I'm looking through the docs for a way to get the meta data for this task item:
Print the times the files were uploaded
Reading this page to learn how to use GetObject and it's response data format. this is the general doc
https://docs.aws.amazon.com/AmazonS3/latest/API/API_GetObject.html
This is python specific
https://boto3.amazonaws.com/v1/documentation/api/latest/reference/services/s3/client/get_object.html#
I found a good example routine to GetObject by providing a key. The response appears to give me the other information I need to complete this task. I now need to parse the json response for the items I need to collect for my solutions.
{ "ResponseMetadata": { "RequestId": "EPWXB918K81NH4YE", "HostId": "v0Vb4fRb6wST2WartwwpOpLAO9OOd+XeLDLDGJG+RLOBBk4MwIo7IjRr9wCJjy+z2VjDpSsm078=", "HTTPStatusCode": 200, "HTTPHeaders": { "x-amz-id-2": "v0Vb4fRb6wST2WartwwpOpLAO9OOd+XeLDLDGJG+RLOBBk4MwIo7IjRr9wCJjy+z2VjDpSsm078=", "x-amz-request-id": "EPWXB918K81NH4YE", "date": "Fri, 31 May 2024 20:26:56 GMT", "last-modified": "Sun, 26 May 2024 19:24:50 GMT", "etag": "\"80c6858aeaa26f795b8596fdeeba9d60\"", "x-amz-server-side-encryption": "AES256", "accept-ranges": "bytes", "content-type": "application/pdf", "server": "AmazonS3", "content-length": "523879" }, "RetryAttempts": 0 }, "AcceptRanges": "bytes", "LastModified":datetime.datetime(2024, 5, 26, 19, 24, 50, "tzinfo=tzutc())", "ContentLength": 523879, "ETag": "\"80c6858aeaa26f795b8596fdeeba9d60\"", "ContentType": "application/pdf", "ServerSideEncryption": "AES256", "Metadata": {}, "Body":<botocore.response.StreamingBody object at 0x7fa9f3473370>
Working with json data using Python
https://www.codementor.io/@simransinghal/working-with-json-data-in-python-165crbkiyk
Now getting this error after adding code to convert the json to a string, then to a dictionary where we can get the individual parts using Python
Object of type datetime is not JSON serializable
Reading:
https://www.geeksforgeeks.org/how-to-fix-datetime-datetime-not-json-serializable-in-python/
Now getting this error after adding code to convert the json to a string, then to a dictionary where we can get the individual parts using Python
Object of type datetime is not JSON serializable
Reading:
https://www.geeksforgeeks.org/how-to-fix-datetime-datetime-not-json-serializable-in-python/
I found the answer to this issue here: https://stackoverflow.com/questions/11875770/how-can-i-overcome-datetime-datetime-not-json-serializable/36142844#36142844
I finally got these results after calling several s3 sdk method for Python. I will be able to use these results to perform the tasks in the project requirements.
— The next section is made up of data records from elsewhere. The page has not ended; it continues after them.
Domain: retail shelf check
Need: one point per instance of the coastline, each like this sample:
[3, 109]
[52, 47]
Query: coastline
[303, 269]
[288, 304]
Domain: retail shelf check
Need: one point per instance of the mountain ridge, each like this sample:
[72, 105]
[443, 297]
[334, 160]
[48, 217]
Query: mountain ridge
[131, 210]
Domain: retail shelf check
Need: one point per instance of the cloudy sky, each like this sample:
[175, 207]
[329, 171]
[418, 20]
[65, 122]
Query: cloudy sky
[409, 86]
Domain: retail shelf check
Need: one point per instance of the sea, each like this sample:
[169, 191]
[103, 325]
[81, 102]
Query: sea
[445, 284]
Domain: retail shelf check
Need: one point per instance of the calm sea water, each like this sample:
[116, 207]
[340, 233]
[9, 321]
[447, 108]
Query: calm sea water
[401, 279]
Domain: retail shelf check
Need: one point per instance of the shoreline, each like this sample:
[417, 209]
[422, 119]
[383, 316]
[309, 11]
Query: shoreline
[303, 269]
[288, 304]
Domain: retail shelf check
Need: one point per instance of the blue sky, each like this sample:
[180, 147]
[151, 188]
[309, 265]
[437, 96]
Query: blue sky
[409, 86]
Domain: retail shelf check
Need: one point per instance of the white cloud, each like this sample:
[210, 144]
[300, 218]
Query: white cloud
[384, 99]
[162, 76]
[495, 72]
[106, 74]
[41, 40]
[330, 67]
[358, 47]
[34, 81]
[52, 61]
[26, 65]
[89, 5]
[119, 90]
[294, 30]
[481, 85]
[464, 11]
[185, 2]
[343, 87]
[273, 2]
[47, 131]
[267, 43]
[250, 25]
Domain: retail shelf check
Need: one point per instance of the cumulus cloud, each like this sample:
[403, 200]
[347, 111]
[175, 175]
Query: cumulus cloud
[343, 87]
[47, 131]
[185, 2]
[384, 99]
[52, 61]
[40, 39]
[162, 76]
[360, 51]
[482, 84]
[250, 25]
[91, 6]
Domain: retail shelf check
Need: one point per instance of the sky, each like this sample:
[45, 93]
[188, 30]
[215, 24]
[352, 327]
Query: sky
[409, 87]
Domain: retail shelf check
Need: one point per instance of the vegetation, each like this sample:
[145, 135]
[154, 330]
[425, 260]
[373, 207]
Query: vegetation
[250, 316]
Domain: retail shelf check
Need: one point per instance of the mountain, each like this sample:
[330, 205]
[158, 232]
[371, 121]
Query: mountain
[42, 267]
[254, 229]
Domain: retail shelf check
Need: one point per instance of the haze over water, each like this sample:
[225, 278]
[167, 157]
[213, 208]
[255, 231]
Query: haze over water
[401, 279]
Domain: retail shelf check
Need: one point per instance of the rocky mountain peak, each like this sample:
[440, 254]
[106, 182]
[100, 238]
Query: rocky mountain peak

Below is my output from the returned json:
START RequestId: e8980756-78b2-4903-89cb-c864d8dc0a0a Version: $LATEST
list the buckets
backlog-source bgbucket89 code-versions markup-images statefunct-dev-serverlessdeploymentbucket-bz9vl0qpq3cv support-doc-pdfs support-docs-pngs testerwebsite textractspdf
These are the keys:
AcceptRanges Body ContentLength ContentType ETag LastModified Metadata ResponseMetadata ServerSideEncryption
Last Modified: 2024-05-26 19:24:50+00:00
END RequestId: e8980756-78b2-4903-89cb-c864d8dc0a0a REPORT RequestId: e8980756-78b2-4903-89cb-c864d8dc0a0a Duration: 707.92 ms Billed Duration: 708 ms Memory Size: 128 MB Max Memory Used: 86 MB Init Duration: 460.57 ms
Integrate a lambda (Use your test lambda function for this) function into the test system so that we can read the events and contents of the s3 bucket using Python routines. The python code will be required to perform the following processing:
Read contents of the s3 bucket and output the bucket and filenames Print the times the files were uploaded Print the event metadata included when a file is uploaded to s3 Print a list of all the buckets in s3 After you get your lambda function working, commit your file to a repo attached to this project issue.